Oddness happened when painting a bedroom

So, here I am with my eggshell Guacamole Olympic indoor paint.

I cut in two coats around the baseboard and below the ceiling. I do my two coats with my roller over the rest of the wall…

…and now I have a very visible band around the top and the bottom. This happens, I know, but this band isn’t just a different texture (brush vs. roller), it’s also a different shade!

The stuff from the roller is darker than the stuff from the brush.

Any brilliant ideas why?


Tripler (my SO) worked at Sherwin-Williams for three years and suggest that if you used a different can for one than the other, you may have a tinting problem as they may not have been exactly identical. There can be slight variations between the gallons that are imperceptible until the color’s on the wall. When using multipe gallons of the same color, the best thing to do is pour all of them into a five gallon bucket and mix for uniformity of color. Then you can pour the unused back into the cans when done for storage or returning.
He’d have told you this himself but he’s having his Russian lesson right now.

What was the original color of the room? Was it considerably darker? All I can think of is that you’re spreading it too thin with the roller, and the original color’s showing through, even with two coats; or maybe you’re using the wrong kind of roller.

Look at the places where the roller coats overlap the trim coats. Is that showing the correct color?

I’ve gotten the band look when i’ve cut in and allowed it to dry before painting the wall surface. If you keep a wet surface, you can blend the two colors before they dry.

It’s almost like having 4 coats on the cut in area and two coats on the wall?

Well, people are half right.

I did, in fact, use two different gallons of paint. However, I used the same gallon for Wall 1 and Wall 2. I used the other gallon for Wall 3 and Wall 4.

I painted the two sets of walls (1/2, 3/4) about two weeks apart.

So…not a matter of different tinting. The paint job is over an off-white, so it’s not a matter of a darker color showing through and making the brush-job look darker.

Any other ideas?


Different textures can certainly cause the appearance of different shades since they will reflect light differently.

That could be it, and it was the idea I was leaning toward. However, since I can only get a roller so close to the ceiling (radius of the roller and all that - assuming I do so PERFECTLY), anyone have any advice on avoiding this?

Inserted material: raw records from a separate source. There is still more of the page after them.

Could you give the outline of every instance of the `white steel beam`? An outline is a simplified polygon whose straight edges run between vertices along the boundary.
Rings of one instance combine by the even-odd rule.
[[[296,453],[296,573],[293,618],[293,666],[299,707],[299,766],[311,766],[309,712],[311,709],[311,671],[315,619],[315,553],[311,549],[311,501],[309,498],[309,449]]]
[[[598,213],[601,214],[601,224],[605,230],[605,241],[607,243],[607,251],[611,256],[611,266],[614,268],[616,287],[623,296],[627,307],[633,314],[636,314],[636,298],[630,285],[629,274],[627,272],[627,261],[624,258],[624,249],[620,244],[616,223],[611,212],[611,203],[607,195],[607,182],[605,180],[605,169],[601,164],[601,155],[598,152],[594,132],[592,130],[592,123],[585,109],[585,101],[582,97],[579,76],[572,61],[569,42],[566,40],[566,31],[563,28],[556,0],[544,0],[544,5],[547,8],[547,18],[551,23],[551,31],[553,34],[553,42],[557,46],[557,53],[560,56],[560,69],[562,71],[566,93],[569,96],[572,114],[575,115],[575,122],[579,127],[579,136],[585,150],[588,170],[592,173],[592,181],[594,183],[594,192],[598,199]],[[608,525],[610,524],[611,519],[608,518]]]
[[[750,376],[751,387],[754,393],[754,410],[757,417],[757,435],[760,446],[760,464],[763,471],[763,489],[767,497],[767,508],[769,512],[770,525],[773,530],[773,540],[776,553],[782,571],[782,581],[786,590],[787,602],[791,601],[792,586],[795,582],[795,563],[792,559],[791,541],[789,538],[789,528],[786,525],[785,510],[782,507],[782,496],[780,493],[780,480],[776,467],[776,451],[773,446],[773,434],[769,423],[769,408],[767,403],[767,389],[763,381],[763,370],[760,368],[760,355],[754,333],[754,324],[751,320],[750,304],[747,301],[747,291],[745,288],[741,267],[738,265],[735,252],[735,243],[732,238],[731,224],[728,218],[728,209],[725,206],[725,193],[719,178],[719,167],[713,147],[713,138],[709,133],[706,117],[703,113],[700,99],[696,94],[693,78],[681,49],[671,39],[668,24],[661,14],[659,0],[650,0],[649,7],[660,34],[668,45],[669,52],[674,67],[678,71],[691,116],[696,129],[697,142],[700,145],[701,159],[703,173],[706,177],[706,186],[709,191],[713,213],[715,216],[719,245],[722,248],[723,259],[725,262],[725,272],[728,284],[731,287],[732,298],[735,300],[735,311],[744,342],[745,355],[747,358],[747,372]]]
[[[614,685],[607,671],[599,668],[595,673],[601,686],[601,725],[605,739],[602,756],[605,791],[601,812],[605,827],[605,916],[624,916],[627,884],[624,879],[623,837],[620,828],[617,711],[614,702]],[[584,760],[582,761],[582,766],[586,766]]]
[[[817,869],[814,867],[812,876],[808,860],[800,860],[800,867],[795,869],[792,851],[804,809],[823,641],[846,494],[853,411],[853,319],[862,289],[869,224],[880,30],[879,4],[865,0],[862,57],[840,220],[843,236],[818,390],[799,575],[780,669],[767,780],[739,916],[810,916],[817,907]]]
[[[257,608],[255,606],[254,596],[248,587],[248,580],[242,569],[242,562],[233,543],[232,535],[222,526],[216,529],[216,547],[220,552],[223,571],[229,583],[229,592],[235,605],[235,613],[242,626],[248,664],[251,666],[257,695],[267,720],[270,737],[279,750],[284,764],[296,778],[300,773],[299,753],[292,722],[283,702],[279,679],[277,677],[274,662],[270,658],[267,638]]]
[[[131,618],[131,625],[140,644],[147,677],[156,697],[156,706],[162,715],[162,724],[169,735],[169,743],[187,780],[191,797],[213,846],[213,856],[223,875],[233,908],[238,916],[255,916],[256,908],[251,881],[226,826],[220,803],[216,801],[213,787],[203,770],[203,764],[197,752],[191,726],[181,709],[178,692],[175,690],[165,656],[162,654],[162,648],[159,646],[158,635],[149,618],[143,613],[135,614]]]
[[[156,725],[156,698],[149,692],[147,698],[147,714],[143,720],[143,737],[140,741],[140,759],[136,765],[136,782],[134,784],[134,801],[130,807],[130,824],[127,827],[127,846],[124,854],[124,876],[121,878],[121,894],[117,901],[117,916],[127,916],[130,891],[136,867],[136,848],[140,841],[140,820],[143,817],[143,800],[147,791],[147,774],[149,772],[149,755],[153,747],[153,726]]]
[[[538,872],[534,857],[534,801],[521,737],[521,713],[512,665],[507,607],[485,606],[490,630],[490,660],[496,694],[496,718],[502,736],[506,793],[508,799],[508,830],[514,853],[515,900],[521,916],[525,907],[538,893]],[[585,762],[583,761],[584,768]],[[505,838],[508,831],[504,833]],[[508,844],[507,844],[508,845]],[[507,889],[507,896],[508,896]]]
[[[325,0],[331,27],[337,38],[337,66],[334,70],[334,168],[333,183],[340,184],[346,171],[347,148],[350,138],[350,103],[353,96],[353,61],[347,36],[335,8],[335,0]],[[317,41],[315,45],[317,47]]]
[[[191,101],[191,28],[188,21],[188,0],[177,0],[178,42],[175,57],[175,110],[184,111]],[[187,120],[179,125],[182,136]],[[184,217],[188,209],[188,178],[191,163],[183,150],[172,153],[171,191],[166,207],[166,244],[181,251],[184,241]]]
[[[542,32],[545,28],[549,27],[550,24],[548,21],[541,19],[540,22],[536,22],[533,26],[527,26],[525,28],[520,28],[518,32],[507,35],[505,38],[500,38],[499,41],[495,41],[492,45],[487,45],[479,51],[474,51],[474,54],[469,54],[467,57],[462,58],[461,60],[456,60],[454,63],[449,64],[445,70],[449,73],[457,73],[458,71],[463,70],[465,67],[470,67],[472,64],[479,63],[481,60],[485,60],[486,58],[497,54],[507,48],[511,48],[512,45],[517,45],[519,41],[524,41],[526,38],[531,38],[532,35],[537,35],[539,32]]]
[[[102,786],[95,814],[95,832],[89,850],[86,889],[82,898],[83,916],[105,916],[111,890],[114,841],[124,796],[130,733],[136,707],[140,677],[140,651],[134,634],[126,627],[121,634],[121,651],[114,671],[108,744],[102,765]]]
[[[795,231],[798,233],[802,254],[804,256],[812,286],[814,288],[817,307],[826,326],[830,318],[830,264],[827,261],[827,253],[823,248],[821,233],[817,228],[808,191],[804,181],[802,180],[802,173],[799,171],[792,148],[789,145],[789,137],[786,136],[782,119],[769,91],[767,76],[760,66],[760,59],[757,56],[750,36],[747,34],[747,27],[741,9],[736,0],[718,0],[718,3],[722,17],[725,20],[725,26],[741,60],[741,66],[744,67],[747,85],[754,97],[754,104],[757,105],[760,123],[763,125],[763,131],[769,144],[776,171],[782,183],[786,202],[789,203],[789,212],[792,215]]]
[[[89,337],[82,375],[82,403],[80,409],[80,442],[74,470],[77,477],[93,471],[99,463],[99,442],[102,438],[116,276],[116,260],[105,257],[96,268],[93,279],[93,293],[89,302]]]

I had a similar problem with painting a deep brick red over an off white. The problem appeared to be that although the red was brightly colored, it really didn’t have good hiding, resulting in the two coats vs. 4 coats look.

The eventual answer was about 8 coats, making the cut-in around the trim as small as possible and cutting in & rolling at the same time so the brushed paint never had time to dry before the rolled paint was applied over it.

With each sucessive application, the difference in apparent color between the two areas got smaller. When it was “close enough” I stopped.

As between 2 coats & 4, the color difference is huge. As between 8 & 9 it’s small enough you don’t notice it.

And yes, I was mightily pissed at needing 3x the materials & 5x the time I’d budgeted for the job. Last time I ever buy paint at a big box store, even supposed name brand paint.

Two coats of paint applied by roller are going to be much thicker–and therefore hide much better–than two coats applied by brush. The more paint, the better the coverage. The solution is to re-paint the cut-in areas again. And maybe again after that.

Try using a roller with less nap, i.e. smoother.

You can also “box” the paint by pouring all into a larger bucket, and mixing thoroughly. A paint conditioner, like Floetrol, when added per manufacturer’s directions, will leave a wet edge longer. It also helps the paint glide on more smoothly, and is recommended if you use a sprayer for application.

Cheez_Whia, Department Manager for Paint and Hardware for 4 years at a Small Company’s Home Center.

Well, I have painted every room in my house (except this one at the kitchen) with Home Depot Behr paint and I never had this problem. This is my first, and probably last, Lowe’s Olympic paint…


Obvious question but it is it a new roller? If it’s been used for another colour in the past there could possibly be some contamination. I think it’s more likely a texture thing though.